(Ano 1365, Porto – Vila do Conde)
— Vim para o jardim para ter algum sossego e para não respirar o mesmo ar que vós… — olhei para ele não muito discretamente. — Contudo, aparece-me aqui, como se por um acaso — suspirei. — É preciso ter lata.
— Estaria a mentir se dissesse que vê-la irritada me dá desgosto. — Disse ele, sentando-se do meu lado, mas na outra ponta do banco de pedra.
— Claro que não dá! Vocês, criaturas com apelido de corça, só se contentam com o desprazer dos demais.
— Não com todos os demais… — chegou-se um pouco mais, fazendo-me observá-lo pelo canto do olho — Mas confesso que espanhóis sempre me tiraram do sério. — Levantou-se, pegou numa pedra e atirou para o riacho à nossa frente. Voltou a olhar para mim. — Especialmente aqueles que têm um… — inclinou um pouco a cabeça, para confirmar o que estaria prestes a dizer — …dragão no brasão. — Voltou a concentrar-se na sua brincadeira. Libertei uma gargalhada.
— Claro! Porque um lusitano com um leão sempre mete mais medo — ironizei, concentrando-me na minha leitura.
— Deixe-me adivinhar: não gosta de felinos? — Atirou outra pedra.
— Especialmente dos mais arrogantes. — Completei sem lhe dirigir o olhar.
— E o que os dragões são de tão especial, mesmo? Para além de se apropriarem do que não é deles? — Retorquiu com o típico tom de sarcasmo na voz.
— Podem queimá-lo vivo, se continuar com essas acusações.
— Sempre fui ensinado a ser verdadeiro. O que disse tem sinceridade no carácter.
— Que carácter?! — Deixei escapar. Ele virou-se para mim e eu devolvi-lhe o gesto, olhando desafiadoramente para a sua expressão azeda.
— Nunca lhe disseram que mulher boa é mulher calada? — Perguntou.
— Ah! Como adoro ouvir isso da boca de um homem… Só demonstra a fraqueza e o medo que sentem ao pé de uma mulher, quando esta, segundo vós, não é de todo “boa”.

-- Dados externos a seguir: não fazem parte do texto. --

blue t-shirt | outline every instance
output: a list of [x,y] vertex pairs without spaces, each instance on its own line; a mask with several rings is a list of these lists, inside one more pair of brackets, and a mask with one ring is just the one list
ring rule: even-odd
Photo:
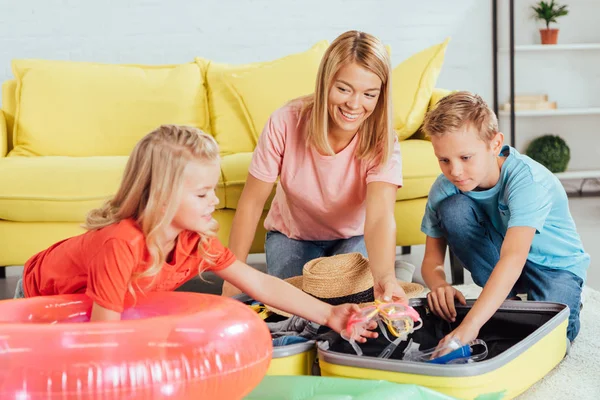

— Sim, estou aterrorizado! Apavorado! — Gargalhou. — E o que me vai fazer, hm? — Aproximou-se de mim. — Vai foguear um pobre homem indefeso?
— O senhor não era um leão digno lusitano? Já não estou a perceber. Deve ser pela desvantagem linguística, devo ter entendido mal. — Voltei a ler. — Mas, nada tema, meu pobre homem indefeso. Eu sou uma mulher. Escusa fugir de mim com a cauda entre as pernas!
Ele bufou com a minha ironia.
— Anabela!! — Ouvi o meu pai chamar, enquanto se aproximava de nós. — O que estás aqui a fazer? — Perguntou-me ele.
— Aqui o Senhor Rodrigo estava a ensinar-me um pouco de português — ironizei, olhando para o meu opositor.
— Tem aqui uma bela filha, Senhor Carlos. — Elogiou-me falsamente, dirigindo-se ao meu pai.
— Ainda bem. Vamos. — O meu pai olhou para mim. Eu levantei-me do banco e fiz uma vénia ao português.
— Foi um prazer, Gama.
— Igualmente, Belmonte — anuiu, vendo-me seguir caminho.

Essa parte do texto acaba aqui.